A number of charter schools sprung up around the state. Students left their traditional schools and signed up for online learning. So many students sought out this new approach that traditional school districts began offering their own online schools. Greeley-Evans School District 6, for example, launched Engage Online Academy in 2011. Charter schools Hope Online Academy and GOAL Academy also serve students in Weld County.
Online schools — in districts across the state — have attracted more than 16,000 students. That all sounds great. But there is a problem.
The schools don’t appear to be working.
» Fewer than 50 percent of high school students at Hope and Goal graduate within seven years.
» Nearly 40 percent of Colorado’s online schools either closed last year, or received one of the state’s two lowest accreditation ratings.
» Only 34 percent of the online schools are classified as “performance” schools, the state’s highest accreditation rating. About 70 percent of non-online schools received that accreditation rating this year.
» Many online schools have incredibly poor teacher student-teacher ratios. For example, of the state’s Top 25 highest student-to-teacher ratios, 20 belong to online schools.
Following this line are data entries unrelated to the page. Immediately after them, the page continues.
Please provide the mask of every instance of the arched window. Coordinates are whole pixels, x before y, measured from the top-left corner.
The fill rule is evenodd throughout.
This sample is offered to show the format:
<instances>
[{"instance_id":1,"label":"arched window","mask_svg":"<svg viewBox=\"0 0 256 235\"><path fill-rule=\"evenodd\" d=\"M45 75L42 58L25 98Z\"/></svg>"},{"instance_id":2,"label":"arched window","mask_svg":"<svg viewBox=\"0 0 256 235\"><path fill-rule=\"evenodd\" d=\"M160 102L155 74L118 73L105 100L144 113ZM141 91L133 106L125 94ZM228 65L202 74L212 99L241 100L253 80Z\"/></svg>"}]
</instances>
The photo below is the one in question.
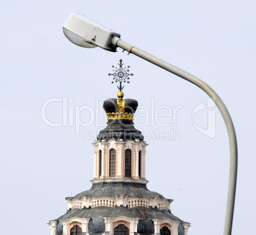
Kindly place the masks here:
<instances>
[{"instance_id":1,"label":"arched window","mask_svg":"<svg viewBox=\"0 0 256 235\"><path fill-rule=\"evenodd\" d=\"M101 150L99 151L99 174L101 175Z\"/></svg>"},{"instance_id":2,"label":"arched window","mask_svg":"<svg viewBox=\"0 0 256 235\"><path fill-rule=\"evenodd\" d=\"M115 176L115 150L110 149L110 177Z\"/></svg>"},{"instance_id":3,"label":"arched window","mask_svg":"<svg viewBox=\"0 0 256 235\"><path fill-rule=\"evenodd\" d=\"M125 177L131 177L131 152L130 149L125 150Z\"/></svg>"},{"instance_id":4,"label":"arched window","mask_svg":"<svg viewBox=\"0 0 256 235\"><path fill-rule=\"evenodd\" d=\"M119 224L115 228L114 235L129 235L129 229L124 224Z\"/></svg>"},{"instance_id":5,"label":"arched window","mask_svg":"<svg viewBox=\"0 0 256 235\"><path fill-rule=\"evenodd\" d=\"M141 177L141 151L139 152L139 177Z\"/></svg>"},{"instance_id":6,"label":"arched window","mask_svg":"<svg viewBox=\"0 0 256 235\"><path fill-rule=\"evenodd\" d=\"M160 229L160 234L161 235L171 235L171 231L166 226L164 226L161 229Z\"/></svg>"},{"instance_id":7,"label":"arched window","mask_svg":"<svg viewBox=\"0 0 256 235\"><path fill-rule=\"evenodd\" d=\"M78 225L75 225L70 229L70 235L82 235L82 229Z\"/></svg>"}]
</instances>

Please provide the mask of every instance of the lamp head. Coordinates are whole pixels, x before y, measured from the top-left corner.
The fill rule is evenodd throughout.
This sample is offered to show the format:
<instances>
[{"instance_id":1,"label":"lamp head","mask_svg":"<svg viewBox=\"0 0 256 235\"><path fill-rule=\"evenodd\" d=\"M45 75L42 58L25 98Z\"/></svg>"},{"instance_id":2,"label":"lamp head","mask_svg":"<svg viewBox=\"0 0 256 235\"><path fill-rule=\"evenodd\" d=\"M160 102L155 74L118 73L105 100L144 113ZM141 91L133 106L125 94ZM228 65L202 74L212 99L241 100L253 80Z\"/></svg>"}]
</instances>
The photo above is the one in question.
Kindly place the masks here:
<instances>
[{"instance_id":1,"label":"lamp head","mask_svg":"<svg viewBox=\"0 0 256 235\"><path fill-rule=\"evenodd\" d=\"M76 45L85 48L97 46L111 51L117 46L111 44L112 38L121 36L84 15L72 13L63 25L68 39Z\"/></svg>"}]
</instances>

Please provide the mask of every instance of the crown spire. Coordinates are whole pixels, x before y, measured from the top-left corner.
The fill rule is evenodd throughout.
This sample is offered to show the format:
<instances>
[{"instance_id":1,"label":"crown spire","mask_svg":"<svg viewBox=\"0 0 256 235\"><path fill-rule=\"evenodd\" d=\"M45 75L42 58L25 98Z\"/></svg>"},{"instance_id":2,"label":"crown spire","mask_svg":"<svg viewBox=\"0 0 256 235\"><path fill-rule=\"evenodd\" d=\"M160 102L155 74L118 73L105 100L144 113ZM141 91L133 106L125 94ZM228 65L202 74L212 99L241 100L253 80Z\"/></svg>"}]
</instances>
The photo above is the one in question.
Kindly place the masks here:
<instances>
[{"instance_id":1,"label":"crown spire","mask_svg":"<svg viewBox=\"0 0 256 235\"><path fill-rule=\"evenodd\" d=\"M108 76L113 76L114 77L113 77L113 81L111 81L111 83L117 83L119 82L119 86L117 85L117 88L118 88L120 91L122 91L122 90L124 88L124 85L122 84L122 83L130 83L130 77L129 77L129 76L133 76L133 74L129 74L129 69L130 66L128 65L127 68L125 67L123 67L124 63L123 63L123 60L120 59L119 60L119 63L118 63L119 68L117 68L117 67L115 67L114 65L112 65L113 68L113 71L114 72L113 74L111 74L110 72L108 74Z\"/></svg>"}]
</instances>

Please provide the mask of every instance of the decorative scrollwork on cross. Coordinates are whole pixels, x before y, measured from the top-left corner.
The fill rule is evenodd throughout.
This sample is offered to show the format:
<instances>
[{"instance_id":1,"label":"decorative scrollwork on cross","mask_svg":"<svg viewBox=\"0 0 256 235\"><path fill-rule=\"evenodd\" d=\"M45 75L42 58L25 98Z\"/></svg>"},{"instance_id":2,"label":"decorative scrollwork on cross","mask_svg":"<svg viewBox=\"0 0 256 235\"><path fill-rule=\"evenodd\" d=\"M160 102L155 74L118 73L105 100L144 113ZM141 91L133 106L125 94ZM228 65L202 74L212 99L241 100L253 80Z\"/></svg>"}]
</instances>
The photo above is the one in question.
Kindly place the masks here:
<instances>
[{"instance_id":1,"label":"decorative scrollwork on cross","mask_svg":"<svg viewBox=\"0 0 256 235\"><path fill-rule=\"evenodd\" d=\"M123 67L124 63L122 59L119 60L118 65L119 68L117 68L116 67L115 67L114 65L112 65L112 68L113 68L113 71L114 72L113 74L109 73L108 76L114 76L114 77L113 77L113 81L111 81L111 83L119 82L119 86L117 86L117 88L118 88L120 91L122 91L122 90L124 88L124 86L122 85L122 83L124 82L128 84L130 83L130 77L129 76L133 76L133 74L129 73L130 69L129 65L127 66L127 68L126 68L125 67Z\"/></svg>"}]
</instances>

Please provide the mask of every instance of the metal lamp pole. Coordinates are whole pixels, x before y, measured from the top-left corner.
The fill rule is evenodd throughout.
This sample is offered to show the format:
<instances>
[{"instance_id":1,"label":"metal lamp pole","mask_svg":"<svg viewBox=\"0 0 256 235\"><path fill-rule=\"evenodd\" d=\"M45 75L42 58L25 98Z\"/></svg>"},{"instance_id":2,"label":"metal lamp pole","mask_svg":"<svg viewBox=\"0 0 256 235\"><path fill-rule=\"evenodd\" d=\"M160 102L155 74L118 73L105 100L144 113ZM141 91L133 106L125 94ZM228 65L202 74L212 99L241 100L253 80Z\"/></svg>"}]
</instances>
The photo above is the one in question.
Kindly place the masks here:
<instances>
[{"instance_id":1,"label":"metal lamp pole","mask_svg":"<svg viewBox=\"0 0 256 235\"><path fill-rule=\"evenodd\" d=\"M194 75L122 41L119 34L113 32L83 15L72 13L63 25L63 30L68 39L78 46L88 48L98 46L111 51L115 51L117 47L120 47L128 51L129 53L134 54L188 81L201 88L213 98L222 115L229 133L231 152L230 171L224 235L231 235L236 196L238 145L231 117L224 103L217 93L209 85Z\"/></svg>"},{"instance_id":2,"label":"metal lamp pole","mask_svg":"<svg viewBox=\"0 0 256 235\"><path fill-rule=\"evenodd\" d=\"M224 119L229 138L231 151L230 172L224 235L231 234L238 171L238 144L233 123L224 103L222 102L218 94L209 85L194 75L192 75L183 70L182 69L166 62L164 60L157 58L145 51L143 51L139 48L126 43L118 37L114 37L111 43L114 46L120 47L128 51L128 53L134 54L139 57L141 57L143 59L161 67L162 69L164 69L181 78L183 78L187 81L188 81L189 82L201 88L211 98L215 98L213 100L218 107Z\"/></svg>"}]
</instances>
Worse still, the online schools actually make it more difficult for traditional schools to deliver on their mandate to prepare kids for the 21st century. Online schools pull more than $100 million per year away from their brick-and-mortar counterparts.
We understand that many online schools face challenging demographics that make teaching more difficult. But so do traditional schools. While these challenges help explain some failings, they don’t excuse them. And it’s worth noting that many brick-and-mortar schools in District 6 perform well, despite the demographic challenges they face.
Newspapers know better than most the challenges that come with adapting a legacy business model to the opportunities of the Internet age. And, it’s fair to say that online education has a role to play in the future.
But the current model for Internet-based schools in K-12 education doesn’t seem to work. What that tells us is that the fundamentals remain crucial. Teachers matter. Time in a classroom matters. And resources matter. So far, the evidence suggests many online schools in Colorado have failed to develop a model that delivers on these fundamentals.
We’re not ready to give up on online education. But we think it bears watching. If these struggling schools can’t show real improvement quickly, it may be time to think again about what we expect from technology.